Regarding sous vide cooking, Kenji claims that the secret to the moistest, juiciest chicken is temperature control.
For very soft and juicy chicken breast, the temperature needs to be at 140 degrees and cook for 1.5 to 4 hours.
For tender and juicy, served cold, the temperature needs to be at 150 degrees for 1 to 4 hours.
His instructions for one bone-in, skin-on chicken breast is as follows:
Sous vide chicken breast
One bone-in, skin-on chicken breast
Salt and pepper
Fresh herbs (optional)
1 tablespoon vegetable, canola or rice bran oil
Preheat the sous vide to the desired final temperature in a water bath to cover up the line on the machine. (It needs enough water to swirl the water around). Allow the water bath to come to temperature before adding your chicken.
Season the bone-in, skin-on chicken breast generously with salt and pepper.
To bag the breast, start by folding the top of the vacuum-seal or zipper-lock bag back over itself to form a hem. This will prevent the chicken juices from getting on the edges of the bag which would interfere with the seal or provide vestors for contamination.
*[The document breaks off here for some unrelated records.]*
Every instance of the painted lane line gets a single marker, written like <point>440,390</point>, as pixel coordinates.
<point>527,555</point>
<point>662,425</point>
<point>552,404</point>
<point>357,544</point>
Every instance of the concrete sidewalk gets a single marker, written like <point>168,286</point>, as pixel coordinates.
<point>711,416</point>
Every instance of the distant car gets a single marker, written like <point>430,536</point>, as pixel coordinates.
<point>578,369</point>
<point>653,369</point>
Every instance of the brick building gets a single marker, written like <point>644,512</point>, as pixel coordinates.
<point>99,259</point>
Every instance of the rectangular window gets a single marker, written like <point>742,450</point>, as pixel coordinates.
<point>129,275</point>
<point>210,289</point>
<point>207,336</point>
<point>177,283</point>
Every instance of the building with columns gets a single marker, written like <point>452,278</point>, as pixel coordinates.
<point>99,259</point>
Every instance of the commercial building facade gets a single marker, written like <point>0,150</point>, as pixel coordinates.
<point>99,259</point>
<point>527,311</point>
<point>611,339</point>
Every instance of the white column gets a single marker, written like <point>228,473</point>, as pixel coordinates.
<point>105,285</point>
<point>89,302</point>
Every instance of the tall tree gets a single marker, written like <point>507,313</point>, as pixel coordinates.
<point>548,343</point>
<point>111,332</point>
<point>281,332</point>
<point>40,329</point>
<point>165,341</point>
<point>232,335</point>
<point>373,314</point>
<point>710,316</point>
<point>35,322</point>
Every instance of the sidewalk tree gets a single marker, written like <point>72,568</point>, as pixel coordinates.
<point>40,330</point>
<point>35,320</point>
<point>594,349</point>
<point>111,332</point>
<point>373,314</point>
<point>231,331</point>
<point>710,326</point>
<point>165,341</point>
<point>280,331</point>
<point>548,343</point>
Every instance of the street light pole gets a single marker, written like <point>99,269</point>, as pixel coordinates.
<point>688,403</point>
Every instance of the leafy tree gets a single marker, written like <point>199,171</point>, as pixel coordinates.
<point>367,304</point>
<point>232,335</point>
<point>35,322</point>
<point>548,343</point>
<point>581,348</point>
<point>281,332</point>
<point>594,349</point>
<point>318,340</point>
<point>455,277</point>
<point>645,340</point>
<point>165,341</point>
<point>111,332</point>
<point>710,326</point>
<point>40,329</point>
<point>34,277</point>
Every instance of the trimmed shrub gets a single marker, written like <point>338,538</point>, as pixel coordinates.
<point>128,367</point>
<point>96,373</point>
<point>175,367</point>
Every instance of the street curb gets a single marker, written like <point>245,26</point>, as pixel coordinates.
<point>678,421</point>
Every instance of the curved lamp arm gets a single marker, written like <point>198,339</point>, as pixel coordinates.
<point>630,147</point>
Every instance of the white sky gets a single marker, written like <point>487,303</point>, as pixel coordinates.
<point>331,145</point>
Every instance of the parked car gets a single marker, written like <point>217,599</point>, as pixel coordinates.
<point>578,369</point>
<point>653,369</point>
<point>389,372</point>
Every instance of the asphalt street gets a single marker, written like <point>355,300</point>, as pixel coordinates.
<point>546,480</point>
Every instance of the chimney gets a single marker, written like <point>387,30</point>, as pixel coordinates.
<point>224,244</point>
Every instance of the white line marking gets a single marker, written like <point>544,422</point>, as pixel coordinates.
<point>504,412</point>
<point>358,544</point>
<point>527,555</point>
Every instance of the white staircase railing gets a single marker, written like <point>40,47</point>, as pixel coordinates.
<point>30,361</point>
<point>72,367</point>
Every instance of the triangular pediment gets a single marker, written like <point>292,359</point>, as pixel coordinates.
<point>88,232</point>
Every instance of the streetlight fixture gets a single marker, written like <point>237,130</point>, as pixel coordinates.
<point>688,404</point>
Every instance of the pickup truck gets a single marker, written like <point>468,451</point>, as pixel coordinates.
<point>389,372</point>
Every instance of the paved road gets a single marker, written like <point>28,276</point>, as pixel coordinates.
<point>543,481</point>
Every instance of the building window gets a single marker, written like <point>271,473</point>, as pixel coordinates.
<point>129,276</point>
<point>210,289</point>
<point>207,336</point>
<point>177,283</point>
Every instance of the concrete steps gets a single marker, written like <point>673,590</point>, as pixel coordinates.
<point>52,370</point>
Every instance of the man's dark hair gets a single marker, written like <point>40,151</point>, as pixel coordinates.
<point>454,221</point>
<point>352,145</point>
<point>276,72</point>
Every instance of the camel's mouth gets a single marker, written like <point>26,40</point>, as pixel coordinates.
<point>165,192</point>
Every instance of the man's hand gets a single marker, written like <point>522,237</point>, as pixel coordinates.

Slide the chicken breast into the bag along with any aromatics such as fresh herbs or lemon slice (if using).
Unfold the edge before closing the bag.
Seal the bag either using a vacuum sealer or, if using a zipper-lock bag, by using the water displacement method.
To seal the bag using the water displacement method, slowly lower your bagged chicken into a pot of water, letting the pressure of the water press air out through the top of the bag. Once most of the air is out of the bag, carefully seal the bag just above the waterline.
Drop the bag in the water bath, making sure not to block the intake or output sections of your sous vide. If properly sealed, the chicken should sink. Cook for 1-4 hours, depending on how you want your chicken breast.
Since there is no heat applied to the surface of the chicken, you may want to remove it from the bag and sear it quickly in a pan with hot oil to brown the outside of the breast.
Today is Mardi Gras or Fat Tuesday. Did you get your fill of malasada yet? Hope you get to have some great Creole and Cajun food today.